Population structure in Anopheles funestus

Population structure in Anopheles funestus#

Theme: Analysis

DISCLAIMER: This is work in progress and subject to change and updates.

A certain degree of familiarity with the content of the training course on Anopheles gambiae s.l. is expected. Many of the concepts presented in this module were introduced in the training course and we will refer to the relevant workshop and module instead of giving detailed explanations.

More specifically, this module will use neighbour-joining trees and principal component analyses, which were introduced in Workshop 3 - Module 4 and will be covered in more details in a future advanced module, to observe population structure. In order to observe diversity within cohorts, we will also use the statistics and measures of the homozigosity of a sample introduced in Workshop 5. Users are encouraged to go back to these workshops to refamiliarize themselves with their content.

Learning objectives#

After completing this module, you will be able to use the malariagen_data Python package to:

Create neighbour-joining trees to detect population structure
Use a Principal Component Analysis to study population structure
Compute diversity statistics to infer population demographics

Lecture?#

English#

Français#

Please note that the code in the cells below might differ from that shown in the video. This can happen because Python packages and their dependencies change due to updates, necessitating tweaks to the code.

Setup#

First, let’s install the python packages we will need for our analyses.

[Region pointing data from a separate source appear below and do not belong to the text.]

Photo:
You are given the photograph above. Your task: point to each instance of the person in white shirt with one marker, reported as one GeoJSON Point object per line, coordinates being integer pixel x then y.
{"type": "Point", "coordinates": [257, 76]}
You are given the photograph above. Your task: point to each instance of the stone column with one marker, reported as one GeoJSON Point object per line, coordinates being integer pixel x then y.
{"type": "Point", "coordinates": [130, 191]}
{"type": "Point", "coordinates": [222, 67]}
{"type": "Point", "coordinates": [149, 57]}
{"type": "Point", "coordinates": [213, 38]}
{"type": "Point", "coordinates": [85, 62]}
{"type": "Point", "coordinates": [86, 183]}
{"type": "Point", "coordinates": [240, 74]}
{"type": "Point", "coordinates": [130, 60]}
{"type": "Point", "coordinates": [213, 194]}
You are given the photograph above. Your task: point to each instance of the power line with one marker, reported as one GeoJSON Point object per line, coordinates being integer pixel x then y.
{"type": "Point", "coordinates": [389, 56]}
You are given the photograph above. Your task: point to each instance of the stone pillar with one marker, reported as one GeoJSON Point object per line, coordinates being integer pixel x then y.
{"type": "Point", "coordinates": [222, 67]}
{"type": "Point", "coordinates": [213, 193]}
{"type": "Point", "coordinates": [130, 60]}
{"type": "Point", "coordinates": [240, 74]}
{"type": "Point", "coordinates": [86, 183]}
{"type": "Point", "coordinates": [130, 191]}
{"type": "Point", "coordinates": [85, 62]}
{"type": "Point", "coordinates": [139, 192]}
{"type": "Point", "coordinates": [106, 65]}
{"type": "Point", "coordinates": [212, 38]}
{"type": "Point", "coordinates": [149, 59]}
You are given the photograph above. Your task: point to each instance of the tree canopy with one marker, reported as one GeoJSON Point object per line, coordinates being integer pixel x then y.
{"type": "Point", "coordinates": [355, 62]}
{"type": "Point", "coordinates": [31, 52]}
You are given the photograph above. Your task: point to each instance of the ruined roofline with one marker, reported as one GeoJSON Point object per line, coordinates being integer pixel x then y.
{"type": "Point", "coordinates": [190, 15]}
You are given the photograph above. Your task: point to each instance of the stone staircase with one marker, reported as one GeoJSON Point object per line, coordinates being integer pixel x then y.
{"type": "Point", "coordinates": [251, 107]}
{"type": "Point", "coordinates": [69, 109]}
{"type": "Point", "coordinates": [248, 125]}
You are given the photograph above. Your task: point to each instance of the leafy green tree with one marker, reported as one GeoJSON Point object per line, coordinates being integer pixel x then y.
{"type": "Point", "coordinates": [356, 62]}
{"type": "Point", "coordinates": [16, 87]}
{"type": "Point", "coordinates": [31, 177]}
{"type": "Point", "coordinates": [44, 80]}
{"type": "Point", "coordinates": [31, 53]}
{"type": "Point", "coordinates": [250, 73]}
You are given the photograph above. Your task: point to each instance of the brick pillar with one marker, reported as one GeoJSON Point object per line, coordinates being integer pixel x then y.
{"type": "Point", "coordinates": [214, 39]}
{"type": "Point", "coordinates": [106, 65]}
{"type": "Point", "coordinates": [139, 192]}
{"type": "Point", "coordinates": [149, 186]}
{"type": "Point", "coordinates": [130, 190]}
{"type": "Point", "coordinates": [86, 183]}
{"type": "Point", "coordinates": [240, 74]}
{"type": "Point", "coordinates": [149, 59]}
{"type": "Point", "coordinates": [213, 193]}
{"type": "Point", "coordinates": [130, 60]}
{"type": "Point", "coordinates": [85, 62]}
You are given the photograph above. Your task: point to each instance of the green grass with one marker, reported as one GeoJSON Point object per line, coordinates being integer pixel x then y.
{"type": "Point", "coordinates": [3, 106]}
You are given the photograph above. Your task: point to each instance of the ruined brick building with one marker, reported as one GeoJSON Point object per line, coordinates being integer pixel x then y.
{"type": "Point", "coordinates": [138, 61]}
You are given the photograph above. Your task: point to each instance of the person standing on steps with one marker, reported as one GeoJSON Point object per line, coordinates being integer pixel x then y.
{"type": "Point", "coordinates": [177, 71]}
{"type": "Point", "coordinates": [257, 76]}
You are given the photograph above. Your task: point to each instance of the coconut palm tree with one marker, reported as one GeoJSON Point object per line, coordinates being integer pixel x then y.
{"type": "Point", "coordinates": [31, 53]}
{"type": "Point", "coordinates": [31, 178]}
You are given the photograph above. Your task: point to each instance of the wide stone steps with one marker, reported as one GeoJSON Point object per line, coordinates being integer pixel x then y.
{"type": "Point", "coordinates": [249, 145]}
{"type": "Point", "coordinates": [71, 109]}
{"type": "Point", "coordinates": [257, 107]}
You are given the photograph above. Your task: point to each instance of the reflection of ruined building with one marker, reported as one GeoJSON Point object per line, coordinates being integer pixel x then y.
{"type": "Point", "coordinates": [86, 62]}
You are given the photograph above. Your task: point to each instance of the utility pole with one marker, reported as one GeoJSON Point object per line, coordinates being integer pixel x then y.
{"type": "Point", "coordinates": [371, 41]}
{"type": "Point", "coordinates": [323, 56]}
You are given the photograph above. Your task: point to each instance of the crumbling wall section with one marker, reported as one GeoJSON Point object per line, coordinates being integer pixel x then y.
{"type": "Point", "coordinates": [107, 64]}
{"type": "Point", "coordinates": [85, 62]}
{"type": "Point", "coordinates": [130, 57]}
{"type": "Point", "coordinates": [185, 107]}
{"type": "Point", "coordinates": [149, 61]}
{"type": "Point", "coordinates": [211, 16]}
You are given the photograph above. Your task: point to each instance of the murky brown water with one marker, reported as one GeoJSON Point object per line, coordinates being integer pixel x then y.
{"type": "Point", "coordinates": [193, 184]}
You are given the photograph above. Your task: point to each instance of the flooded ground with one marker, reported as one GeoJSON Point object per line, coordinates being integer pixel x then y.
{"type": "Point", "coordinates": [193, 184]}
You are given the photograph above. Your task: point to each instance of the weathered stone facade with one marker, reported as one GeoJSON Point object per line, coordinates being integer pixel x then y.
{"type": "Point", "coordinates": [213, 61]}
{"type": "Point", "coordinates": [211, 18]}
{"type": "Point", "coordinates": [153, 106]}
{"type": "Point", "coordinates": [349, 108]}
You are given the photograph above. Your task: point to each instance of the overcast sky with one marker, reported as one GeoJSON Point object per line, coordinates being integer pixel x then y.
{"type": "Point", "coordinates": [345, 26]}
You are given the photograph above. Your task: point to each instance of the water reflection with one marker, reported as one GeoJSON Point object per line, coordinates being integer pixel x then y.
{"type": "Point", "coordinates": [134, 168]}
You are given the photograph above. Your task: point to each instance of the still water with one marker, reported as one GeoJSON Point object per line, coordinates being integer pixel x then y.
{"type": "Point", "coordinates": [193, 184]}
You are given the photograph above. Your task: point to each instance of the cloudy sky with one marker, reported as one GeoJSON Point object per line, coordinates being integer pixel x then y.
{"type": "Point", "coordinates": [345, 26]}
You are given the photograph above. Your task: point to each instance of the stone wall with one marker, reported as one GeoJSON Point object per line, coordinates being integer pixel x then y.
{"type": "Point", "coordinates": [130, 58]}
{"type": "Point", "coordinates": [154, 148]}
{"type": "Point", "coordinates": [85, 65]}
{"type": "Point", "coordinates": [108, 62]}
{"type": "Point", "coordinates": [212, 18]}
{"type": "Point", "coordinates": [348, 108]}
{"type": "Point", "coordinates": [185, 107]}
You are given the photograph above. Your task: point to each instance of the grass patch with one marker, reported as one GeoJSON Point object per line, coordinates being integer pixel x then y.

%pip install -q --no-warn-conflicts malariagen_data

Now we’ve installed malariagen_data, we can import it into our environment and set it up to access data in the cloud.

Note that authentication is required to access data through the package, please follow the instructions here.

import malariagen_data
import numpy as np
import pandas as pd
import seaborn as sns
import os
import plotly.io as pio
pio.renderers.default = "notebook+colab"

To avoid having to rerun these analyses, we’ll save the results so we can come back to them later. In Google Colab, you can save results to your Google Drive, which will mean you don’t lose results even if you leave the notebook and come back several days later.

When mounting your Google Drive, you will need to follow the authorization instructions.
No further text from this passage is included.